When I first launched a wallpaper app on the App Store, I read every single review by hand. One hundred reviews, then five hundred, then a thousand. I didn't mind it. There was something grounding about reading what real people had to say about something I'd built.
Then downloads crossed a few million, and Google Play alone started bringing in over 2,000 new reviews a month. Reading them all stopped being feasible.
"Just focus on the important ones," I told myself. But that raised a harder question: which ones are important? Prioritizing one-star reviews introduced negative bias. Skimming only five-star reviews hid real problems. A few particularly emotional complaints once pulled me into a six-month feature development cycle that barely moved the needle on ratings.
The answer I eventually landed on: let AI read the reviews, then show me the numbers.
Using Claude API to automatically analyze reviews and score feature priorities, I can now see "what I should build next" in about three minutes. This article walks through building that system inside a Rork app, with working code at every step.
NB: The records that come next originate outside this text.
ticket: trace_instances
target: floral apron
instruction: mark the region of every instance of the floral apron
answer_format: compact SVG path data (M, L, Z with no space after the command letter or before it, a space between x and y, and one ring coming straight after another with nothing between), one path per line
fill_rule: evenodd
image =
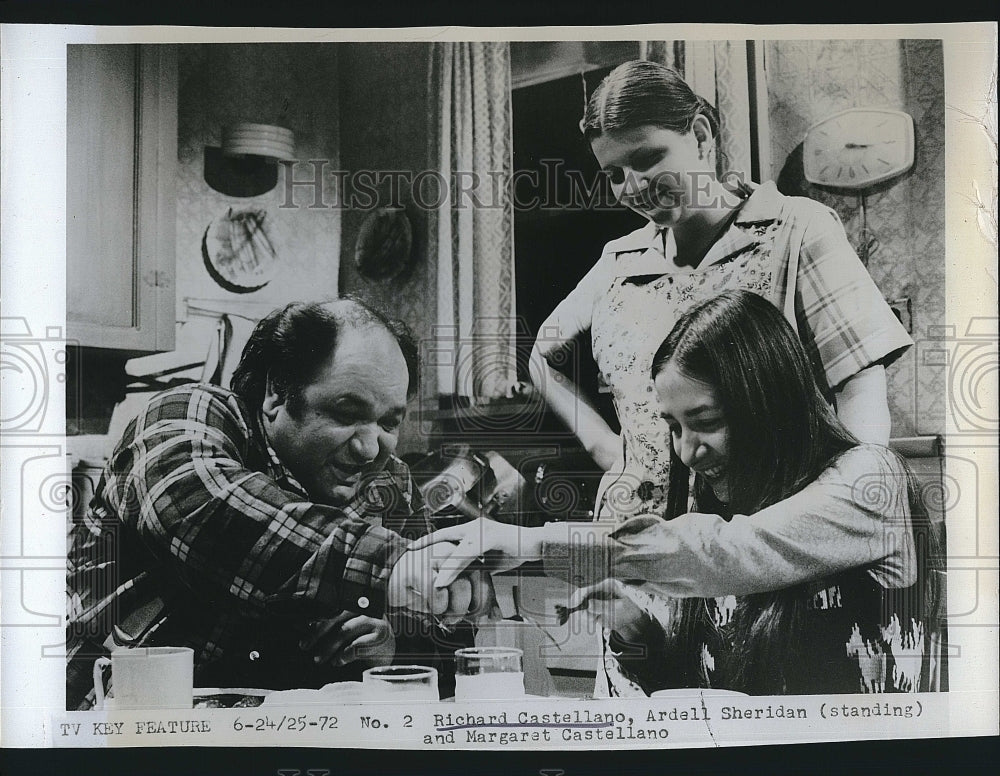
M795 277L788 261L789 232L794 230L788 227L781 219L743 225L741 233L753 239L744 240L735 252L690 273L616 277L595 303L594 358L611 389L624 447L624 468L609 472L602 482L595 510L598 519L621 522L665 510L670 433L660 417L650 371L653 354L681 315L724 291L744 289L785 310L794 325L793 305L786 304L789 289L794 293ZM797 247L793 255L798 255ZM655 584L627 589L641 609L666 625L663 619L671 609L656 594ZM605 631L604 676L598 672L596 694L646 695L622 673L608 636Z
Why "Loud Users" Distort Your Roadmap
Every indie developer I know has been burned by the same pattern. Someone who's frustrated writes a review ten times more likely than someone who's satisfied. The result is a feedback feed that skews toward problems — and within problems, toward whoever feels most strongly about them.
I spent six months building dark mode for my wallpaper app because the requests kept coming up. After shipping it, ratings barely moved. When I ran the analysis system I'll describe here, I found that dark mode requests represented 8% of all reviews. "App is slow to load" covered 23% — but those complaints were written calmly, without emotional intensity, so they didn't stand out when I was reading manually.
What AI analysis does well is separate emotional intensity from actual frequency. A quietly mentioned issue mentioned by 23% of users matters more than an angry request from 8%, even if the angry request feels louder. That's the core insight this system is built on.
Architecture Overview
The system has four layers:
- Data collection layer: App Store Connect API and Google Play Developer API pull reviews automatically on a schedule
- AI analysis layer: Claude API classifies each review by category, scores sentiment, and extracts themes
- Scoring layer: A weighted formula combining frequency, sentiment intensity, and low-rating rates produces priority scores
- Visualization layer: A dashboard inside the Rork app surfaces the results
The backend runs on Node.js with Cloudflare Workers. The Rork app fetches data via REST API. Review collection runs as a daily batch job, and results are cached in Cloudflare KV.
Step 1: Pulling Reviews from App Store Connect API
App Store Connect API uses JWT authentication. You can generate API keys directly from the App Store Connect website — no Xcode needed.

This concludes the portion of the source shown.